Super computers are already focused on "embarrassingly parallel" problems. Otherwise 300,000 cores is not going to do much for you anyway. However, I agree that interconnect speed would be a major issue for many supper computer workloads. Yet, I suspect if you had access to a 10+million$ supercomputer built using 1million GPU cores plenty of people would love to work with such a beast.
No, these are not just racks and racks of individual machines. It presents the programmer with a single system image - it "looks" like one huge expanse of memory.
We have a Blue Gene at Argonne, it's not SSI. It is however not designed for embarrasingly parallel workloads, you use libraries like MPI to run tightly coupled message passing applications (which are very sensitive to latency). You can, and people have, run many-task type applications too.

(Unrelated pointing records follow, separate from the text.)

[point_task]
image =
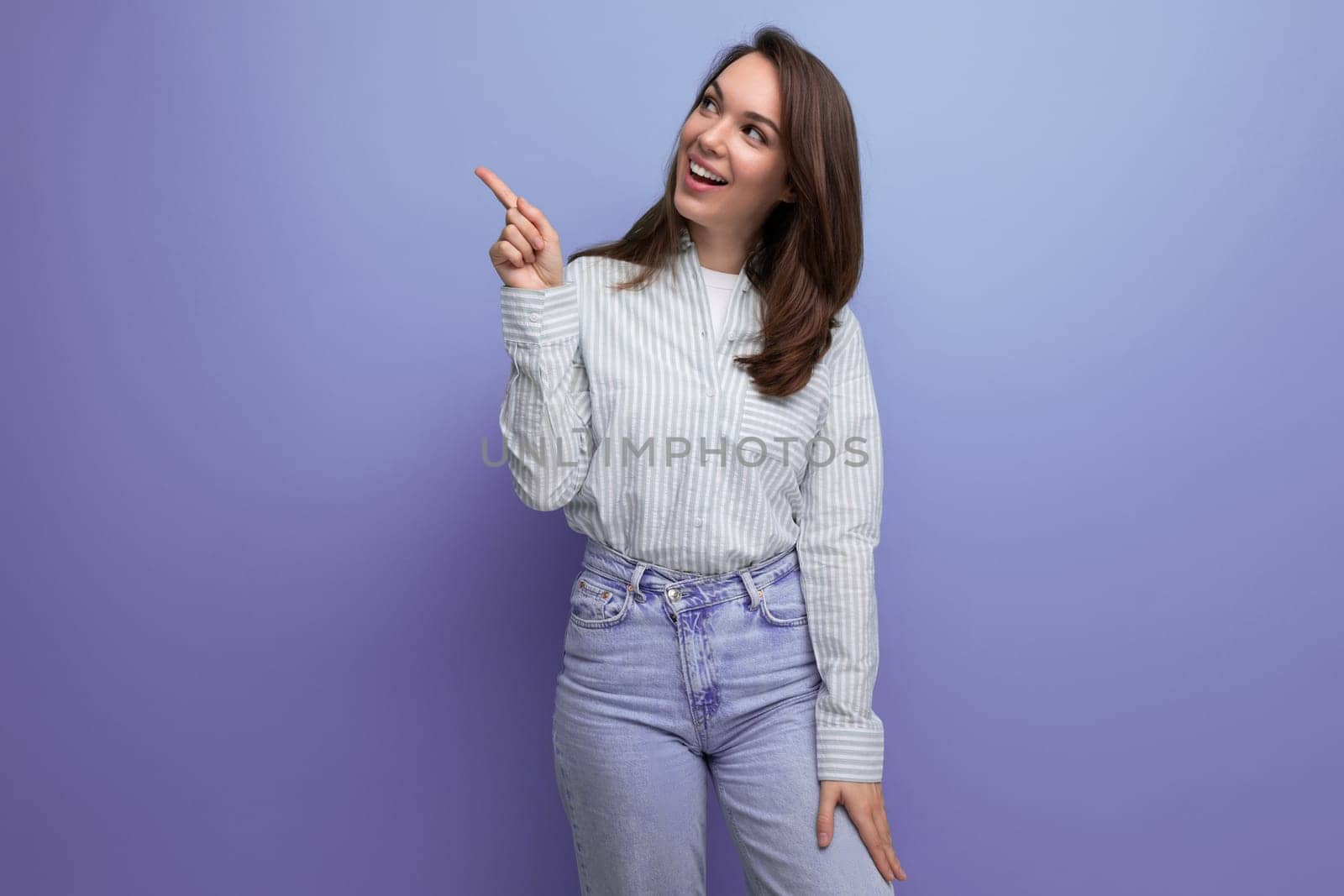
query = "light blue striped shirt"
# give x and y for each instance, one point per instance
(627, 410)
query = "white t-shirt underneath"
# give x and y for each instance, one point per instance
(719, 288)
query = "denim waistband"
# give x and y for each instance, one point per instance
(643, 577)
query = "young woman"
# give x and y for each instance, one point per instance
(696, 396)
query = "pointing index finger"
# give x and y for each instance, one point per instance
(507, 197)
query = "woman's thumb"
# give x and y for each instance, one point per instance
(827, 817)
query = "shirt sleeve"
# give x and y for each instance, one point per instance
(546, 414)
(839, 530)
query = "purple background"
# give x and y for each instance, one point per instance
(270, 625)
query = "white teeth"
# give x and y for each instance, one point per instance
(706, 174)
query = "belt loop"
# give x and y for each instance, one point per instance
(635, 582)
(756, 594)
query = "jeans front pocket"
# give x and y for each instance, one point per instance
(783, 604)
(598, 602)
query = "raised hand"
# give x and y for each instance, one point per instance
(528, 253)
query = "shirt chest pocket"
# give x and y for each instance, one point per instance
(777, 430)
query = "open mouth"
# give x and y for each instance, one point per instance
(699, 179)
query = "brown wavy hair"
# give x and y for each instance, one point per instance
(808, 255)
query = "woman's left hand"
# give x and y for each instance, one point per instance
(869, 813)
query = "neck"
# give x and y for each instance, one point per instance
(726, 253)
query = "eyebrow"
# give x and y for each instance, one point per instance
(753, 116)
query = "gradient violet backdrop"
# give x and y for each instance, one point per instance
(272, 626)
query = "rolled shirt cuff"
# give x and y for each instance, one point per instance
(850, 754)
(541, 316)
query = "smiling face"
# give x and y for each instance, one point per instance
(732, 132)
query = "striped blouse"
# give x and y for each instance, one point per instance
(625, 410)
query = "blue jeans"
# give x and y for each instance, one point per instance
(671, 680)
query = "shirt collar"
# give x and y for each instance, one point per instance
(745, 317)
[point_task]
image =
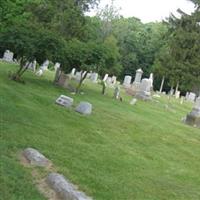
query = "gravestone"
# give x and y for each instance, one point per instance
(151, 79)
(105, 77)
(45, 65)
(73, 72)
(177, 94)
(94, 77)
(193, 118)
(8, 56)
(114, 80)
(84, 108)
(191, 97)
(133, 101)
(137, 81)
(138, 76)
(109, 81)
(57, 75)
(78, 76)
(64, 189)
(63, 80)
(56, 66)
(65, 101)
(117, 92)
(182, 100)
(40, 72)
(32, 65)
(127, 81)
(144, 92)
(35, 158)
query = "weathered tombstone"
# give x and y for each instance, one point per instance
(78, 76)
(151, 79)
(177, 94)
(64, 189)
(73, 72)
(35, 158)
(56, 66)
(133, 101)
(138, 76)
(8, 56)
(182, 100)
(65, 101)
(40, 72)
(127, 81)
(114, 80)
(137, 81)
(105, 77)
(109, 81)
(57, 75)
(84, 108)
(144, 92)
(45, 65)
(32, 65)
(63, 80)
(117, 92)
(94, 77)
(193, 118)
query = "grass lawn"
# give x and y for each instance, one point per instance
(120, 152)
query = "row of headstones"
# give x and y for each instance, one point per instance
(63, 188)
(193, 118)
(8, 56)
(93, 76)
(84, 108)
(141, 87)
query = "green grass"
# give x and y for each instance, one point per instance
(120, 152)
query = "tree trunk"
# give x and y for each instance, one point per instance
(81, 81)
(162, 84)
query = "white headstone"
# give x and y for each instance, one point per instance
(197, 103)
(65, 101)
(138, 76)
(8, 56)
(127, 81)
(105, 77)
(177, 94)
(73, 72)
(114, 80)
(45, 65)
(78, 76)
(109, 81)
(40, 72)
(151, 79)
(56, 66)
(145, 85)
(94, 77)
(191, 97)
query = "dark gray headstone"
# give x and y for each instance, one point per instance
(64, 189)
(65, 101)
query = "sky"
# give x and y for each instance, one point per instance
(149, 10)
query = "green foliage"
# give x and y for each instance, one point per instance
(117, 153)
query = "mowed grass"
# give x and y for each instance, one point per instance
(120, 152)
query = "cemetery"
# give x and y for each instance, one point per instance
(112, 145)
(99, 100)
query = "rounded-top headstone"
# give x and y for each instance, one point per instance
(84, 108)
(35, 157)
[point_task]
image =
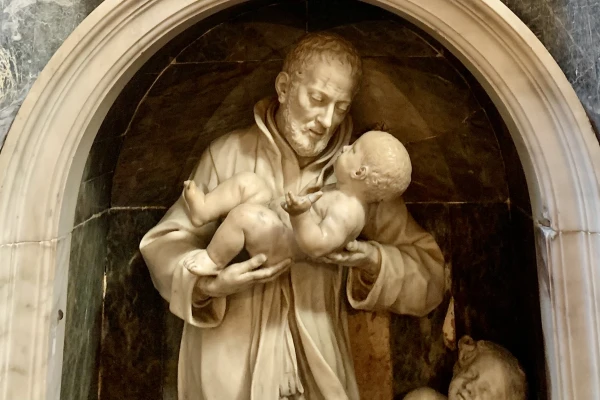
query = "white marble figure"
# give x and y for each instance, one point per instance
(484, 371)
(375, 168)
(267, 331)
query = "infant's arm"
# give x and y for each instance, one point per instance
(319, 233)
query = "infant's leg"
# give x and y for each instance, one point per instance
(244, 187)
(256, 228)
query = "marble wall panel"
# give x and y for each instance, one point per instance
(530, 347)
(93, 198)
(83, 317)
(494, 283)
(570, 30)
(265, 33)
(190, 105)
(119, 116)
(30, 33)
(133, 325)
(173, 329)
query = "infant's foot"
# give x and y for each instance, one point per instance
(194, 200)
(200, 263)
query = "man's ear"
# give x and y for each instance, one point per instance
(282, 86)
(467, 350)
(361, 173)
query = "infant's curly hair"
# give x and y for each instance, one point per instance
(389, 166)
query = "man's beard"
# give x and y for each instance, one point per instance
(300, 138)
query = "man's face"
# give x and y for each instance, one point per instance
(315, 105)
(484, 379)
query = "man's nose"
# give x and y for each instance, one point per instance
(325, 118)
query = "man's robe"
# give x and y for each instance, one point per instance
(292, 332)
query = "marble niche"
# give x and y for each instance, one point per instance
(468, 189)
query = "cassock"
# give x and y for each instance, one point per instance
(288, 337)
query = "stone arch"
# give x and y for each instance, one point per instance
(42, 162)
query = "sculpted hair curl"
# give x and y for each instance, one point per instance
(390, 166)
(326, 47)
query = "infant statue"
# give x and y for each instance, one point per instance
(375, 168)
(484, 371)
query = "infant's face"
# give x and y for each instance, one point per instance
(484, 379)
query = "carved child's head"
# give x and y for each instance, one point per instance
(379, 163)
(486, 371)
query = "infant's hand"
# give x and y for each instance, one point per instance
(296, 205)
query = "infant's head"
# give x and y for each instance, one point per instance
(486, 371)
(379, 162)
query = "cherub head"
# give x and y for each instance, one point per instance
(377, 165)
(486, 371)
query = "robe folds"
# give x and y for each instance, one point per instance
(290, 333)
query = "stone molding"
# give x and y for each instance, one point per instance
(42, 161)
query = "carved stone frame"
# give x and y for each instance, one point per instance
(42, 162)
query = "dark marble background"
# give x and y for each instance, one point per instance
(468, 190)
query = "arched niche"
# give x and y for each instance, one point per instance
(43, 158)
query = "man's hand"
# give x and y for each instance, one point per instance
(238, 277)
(296, 205)
(356, 254)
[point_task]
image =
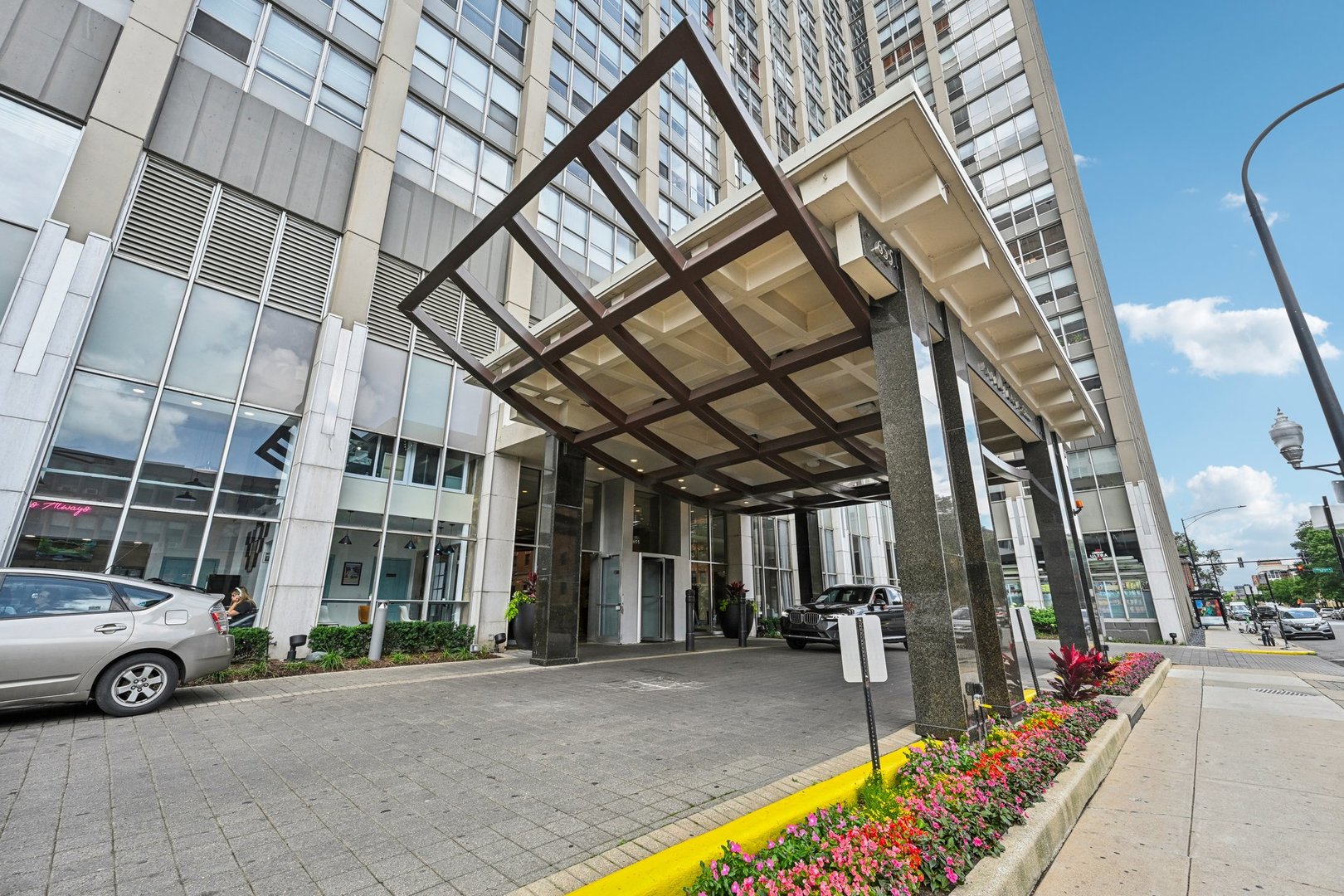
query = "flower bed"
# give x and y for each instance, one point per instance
(923, 832)
(1127, 674)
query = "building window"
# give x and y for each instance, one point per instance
(466, 169)
(290, 54)
(466, 77)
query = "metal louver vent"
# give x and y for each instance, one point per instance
(446, 306)
(240, 245)
(479, 332)
(166, 218)
(392, 281)
(303, 269)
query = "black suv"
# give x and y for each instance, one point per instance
(815, 622)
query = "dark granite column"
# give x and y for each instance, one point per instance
(555, 640)
(1049, 501)
(929, 551)
(1089, 594)
(990, 614)
(806, 536)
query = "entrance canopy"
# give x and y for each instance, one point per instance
(732, 363)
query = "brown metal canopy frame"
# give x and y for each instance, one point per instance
(679, 275)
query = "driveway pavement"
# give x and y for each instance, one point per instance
(470, 778)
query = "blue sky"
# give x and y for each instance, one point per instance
(1163, 100)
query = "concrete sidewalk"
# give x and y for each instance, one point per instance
(1229, 783)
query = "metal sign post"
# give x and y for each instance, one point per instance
(863, 660)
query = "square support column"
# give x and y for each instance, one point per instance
(1049, 500)
(559, 535)
(929, 550)
(806, 536)
(990, 614)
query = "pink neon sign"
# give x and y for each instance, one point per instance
(61, 507)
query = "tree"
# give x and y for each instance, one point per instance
(1209, 564)
(1317, 553)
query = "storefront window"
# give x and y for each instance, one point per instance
(134, 323)
(281, 362)
(184, 450)
(212, 344)
(61, 535)
(99, 440)
(160, 546)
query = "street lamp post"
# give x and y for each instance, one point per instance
(1305, 342)
(1190, 547)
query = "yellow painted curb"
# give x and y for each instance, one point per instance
(675, 868)
(672, 869)
(1273, 653)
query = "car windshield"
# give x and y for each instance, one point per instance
(847, 597)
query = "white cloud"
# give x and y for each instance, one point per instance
(1262, 529)
(1216, 340)
(1233, 202)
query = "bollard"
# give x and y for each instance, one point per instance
(689, 620)
(375, 640)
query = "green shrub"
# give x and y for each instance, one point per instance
(1043, 618)
(407, 637)
(251, 644)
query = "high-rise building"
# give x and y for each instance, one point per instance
(210, 208)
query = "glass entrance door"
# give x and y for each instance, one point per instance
(609, 602)
(655, 599)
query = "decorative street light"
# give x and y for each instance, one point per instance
(1292, 441)
(1190, 548)
(1288, 438)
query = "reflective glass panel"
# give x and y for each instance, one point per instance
(160, 546)
(35, 151)
(236, 555)
(101, 429)
(257, 469)
(134, 321)
(186, 446)
(212, 344)
(58, 535)
(281, 362)
(379, 401)
(426, 401)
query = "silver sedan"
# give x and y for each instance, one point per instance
(127, 644)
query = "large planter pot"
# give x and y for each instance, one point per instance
(730, 620)
(520, 629)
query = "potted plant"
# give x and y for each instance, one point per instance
(520, 613)
(735, 609)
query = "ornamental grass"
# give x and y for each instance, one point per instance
(923, 830)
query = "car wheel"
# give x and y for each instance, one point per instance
(136, 684)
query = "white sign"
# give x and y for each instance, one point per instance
(850, 648)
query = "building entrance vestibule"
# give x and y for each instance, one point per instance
(656, 589)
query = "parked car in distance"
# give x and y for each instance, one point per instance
(127, 644)
(1301, 622)
(815, 622)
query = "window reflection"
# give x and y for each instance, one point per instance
(257, 469)
(35, 152)
(134, 323)
(160, 546)
(101, 429)
(281, 360)
(212, 345)
(183, 455)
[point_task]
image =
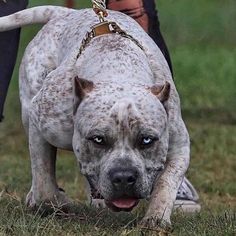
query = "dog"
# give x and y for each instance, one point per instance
(110, 98)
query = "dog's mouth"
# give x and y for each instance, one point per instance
(122, 204)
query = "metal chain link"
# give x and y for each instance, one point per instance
(99, 7)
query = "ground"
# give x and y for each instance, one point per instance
(201, 36)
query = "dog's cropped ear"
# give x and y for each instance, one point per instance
(81, 88)
(162, 92)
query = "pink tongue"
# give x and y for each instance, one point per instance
(124, 203)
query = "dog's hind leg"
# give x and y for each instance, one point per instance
(44, 188)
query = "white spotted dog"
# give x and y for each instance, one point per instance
(109, 98)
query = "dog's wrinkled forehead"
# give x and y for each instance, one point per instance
(122, 109)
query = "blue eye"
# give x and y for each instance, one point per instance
(98, 140)
(147, 141)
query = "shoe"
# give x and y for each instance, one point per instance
(187, 198)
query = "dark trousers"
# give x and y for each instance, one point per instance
(143, 11)
(8, 48)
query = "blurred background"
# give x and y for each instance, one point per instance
(201, 37)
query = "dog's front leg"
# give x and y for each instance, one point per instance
(165, 190)
(44, 188)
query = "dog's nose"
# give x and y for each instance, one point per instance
(121, 179)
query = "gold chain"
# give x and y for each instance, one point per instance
(99, 7)
(110, 27)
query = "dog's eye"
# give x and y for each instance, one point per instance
(147, 141)
(98, 140)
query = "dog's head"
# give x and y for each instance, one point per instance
(120, 139)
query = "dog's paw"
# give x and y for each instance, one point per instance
(152, 223)
(57, 201)
(98, 203)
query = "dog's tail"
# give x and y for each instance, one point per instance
(41, 14)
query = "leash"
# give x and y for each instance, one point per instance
(104, 27)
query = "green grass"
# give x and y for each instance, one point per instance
(201, 36)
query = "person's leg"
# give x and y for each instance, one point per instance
(145, 13)
(8, 48)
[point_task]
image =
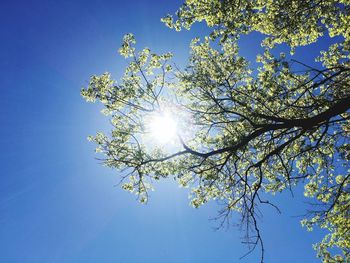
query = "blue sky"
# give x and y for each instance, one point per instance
(57, 203)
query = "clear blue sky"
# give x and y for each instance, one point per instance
(57, 203)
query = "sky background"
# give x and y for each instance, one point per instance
(57, 202)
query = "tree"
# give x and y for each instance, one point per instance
(253, 130)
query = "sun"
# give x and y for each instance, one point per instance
(163, 128)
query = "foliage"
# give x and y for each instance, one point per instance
(254, 130)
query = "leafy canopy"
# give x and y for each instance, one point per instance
(241, 131)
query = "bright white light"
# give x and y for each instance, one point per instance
(163, 128)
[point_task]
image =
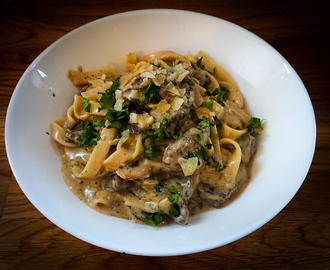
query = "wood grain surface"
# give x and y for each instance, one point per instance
(297, 238)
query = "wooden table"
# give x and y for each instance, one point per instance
(297, 238)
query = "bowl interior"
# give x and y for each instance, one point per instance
(272, 91)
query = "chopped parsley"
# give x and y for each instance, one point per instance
(218, 95)
(159, 187)
(203, 124)
(213, 163)
(150, 93)
(194, 154)
(174, 194)
(156, 135)
(148, 152)
(174, 210)
(176, 137)
(199, 61)
(117, 118)
(200, 141)
(255, 123)
(90, 136)
(154, 218)
(207, 104)
(86, 105)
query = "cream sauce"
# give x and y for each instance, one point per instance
(86, 189)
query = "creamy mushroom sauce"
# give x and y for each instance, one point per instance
(84, 189)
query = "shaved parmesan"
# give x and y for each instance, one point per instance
(188, 165)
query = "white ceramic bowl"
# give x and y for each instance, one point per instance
(271, 88)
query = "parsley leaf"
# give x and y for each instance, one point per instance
(117, 118)
(203, 124)
(174, 210)
(219, 93)
(150, 93)
(156, 135)
(255, 123)
(86, 105)
(174, 196)
(108, 98)
(159, 187)
(200, 141)
(89, 137)
(213, 163)
(173, 190)
(154, 218)
(207, 104)
(176, 137)
(148, 152)
(199, 61)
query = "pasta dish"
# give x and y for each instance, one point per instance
(167, 139)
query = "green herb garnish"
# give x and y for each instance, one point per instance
(255, 123)
(199, 61)
(203, 124)
(174, 210)
(154, 218)
(218, 94)
(207, 104)
(150, 93)
(174, 196)
(86, 104)
(148, 152)
(90, 136)
(117, 118)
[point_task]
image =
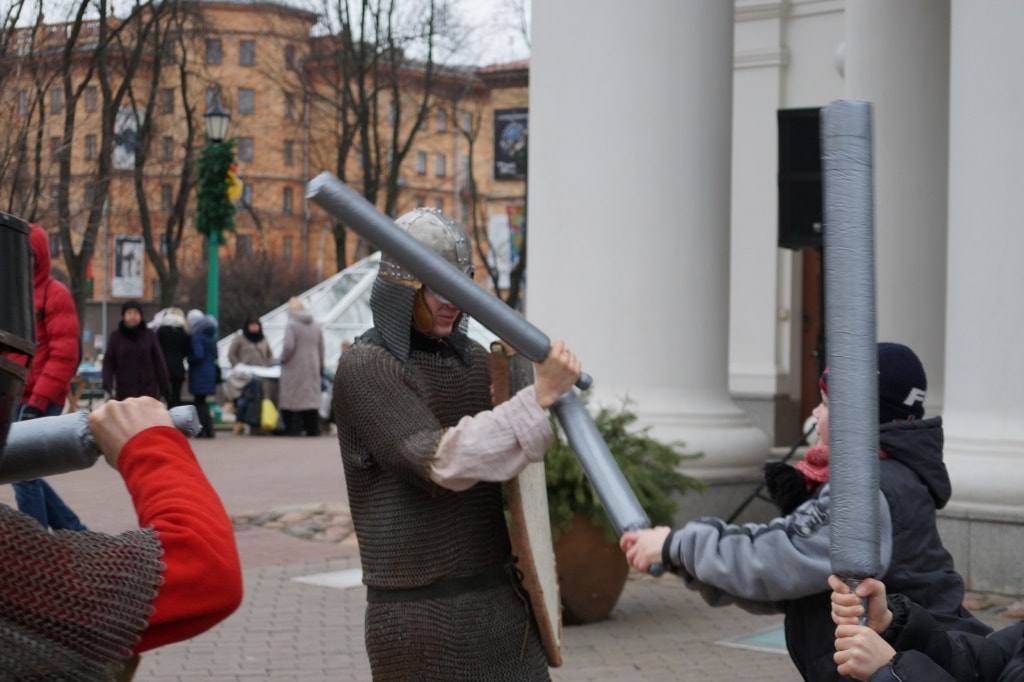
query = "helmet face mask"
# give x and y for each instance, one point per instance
(439, 233)
(398, 302)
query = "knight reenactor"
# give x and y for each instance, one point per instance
(425, 453)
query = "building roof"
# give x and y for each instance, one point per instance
(279, 5)
(519, 65)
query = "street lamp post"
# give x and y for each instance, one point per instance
(214, 212)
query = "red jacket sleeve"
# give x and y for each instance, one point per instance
(202, 576)
(61, 341)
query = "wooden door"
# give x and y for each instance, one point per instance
(812, 349)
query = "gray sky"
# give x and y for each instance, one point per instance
(495, 36)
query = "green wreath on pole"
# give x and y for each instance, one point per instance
(214, 212)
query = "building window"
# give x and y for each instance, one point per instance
(246, 150)
(212, 96)
(246, 96)
(213, 50)
(167, 52)
(247, 52)
(91, 99)
(167, 100)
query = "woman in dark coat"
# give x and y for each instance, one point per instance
(203, 366)
(133, 364)
(174, 343)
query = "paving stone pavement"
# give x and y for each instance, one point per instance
(290, 631)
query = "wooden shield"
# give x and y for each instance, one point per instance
(529, 528)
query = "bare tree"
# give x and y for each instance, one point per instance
(169, 49)
(25, 79)
(361, 73)
(111, 50)
(469, 128)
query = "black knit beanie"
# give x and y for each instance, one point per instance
(902, 383)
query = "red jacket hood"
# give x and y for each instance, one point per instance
(41, 251)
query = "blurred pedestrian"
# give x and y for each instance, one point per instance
(49, 378)
(251, 346)
(173, 338)
(301, 368)
(133, 364)
(203, 366)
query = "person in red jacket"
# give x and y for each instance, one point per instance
(49, 378)
(79, 605)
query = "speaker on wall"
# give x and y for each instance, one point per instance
(800, 213)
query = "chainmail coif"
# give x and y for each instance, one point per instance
(73, 604)
(390, 417)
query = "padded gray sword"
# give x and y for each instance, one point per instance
(850, 320)
(50, 445)
(351, 208)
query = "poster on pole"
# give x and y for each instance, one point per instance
(129, 255)
(500, 256)
(510, 143)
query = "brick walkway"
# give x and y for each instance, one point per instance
(292, 631)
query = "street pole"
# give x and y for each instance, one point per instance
(213, 274)
(215, 212)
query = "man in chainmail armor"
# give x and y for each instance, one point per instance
(79, 605)
(425, 453)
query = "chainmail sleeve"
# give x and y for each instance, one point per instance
(392, 423)
(73, 604)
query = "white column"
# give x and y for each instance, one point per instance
(984, 402)
(629, 211)
(897, 57)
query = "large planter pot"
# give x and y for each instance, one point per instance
(592, 572)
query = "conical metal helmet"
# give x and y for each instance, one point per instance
(441, 235)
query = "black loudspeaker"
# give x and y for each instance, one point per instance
(800, 194)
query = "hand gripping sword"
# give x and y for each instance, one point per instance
(50, 445)
(351, 208)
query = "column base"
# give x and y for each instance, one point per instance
(987, 545)
(986, 473)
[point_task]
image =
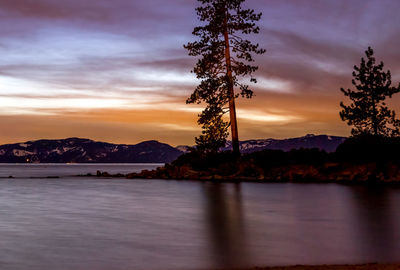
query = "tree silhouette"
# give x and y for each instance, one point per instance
(368, 112)
(224, 57)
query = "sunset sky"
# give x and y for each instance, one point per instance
(116, 71)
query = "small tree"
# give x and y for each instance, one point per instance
(368, 112)
(225, 56)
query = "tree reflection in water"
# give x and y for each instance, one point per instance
(226, 225)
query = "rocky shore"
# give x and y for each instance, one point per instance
(327, 172)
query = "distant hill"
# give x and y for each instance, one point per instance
(76, 150)
(323, 142)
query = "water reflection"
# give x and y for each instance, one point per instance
(375, 227)
(224, 217)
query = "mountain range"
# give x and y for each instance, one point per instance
(77, 150)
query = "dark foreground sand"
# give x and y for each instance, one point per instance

The basic speed of light limitation means that accessing distant nodes is going to have high latency even if there is reasonable bandwidth. Ignoring that is a bad idea from an efficiency standpoint. And, unlike PC programming the cost of the machine makes people far more focused on optimizing their code for the architecture than abstracting the architecture to help the developer out.
It take care of it to some extent, but you still have to be aware of it as the programmer. MPI and associated infrastructure are set up such that they'll pick the right nodes to keep the network topology and your code's topology well matched. But you have to do your best as a programmer to hide the latency by spending that time doing other things.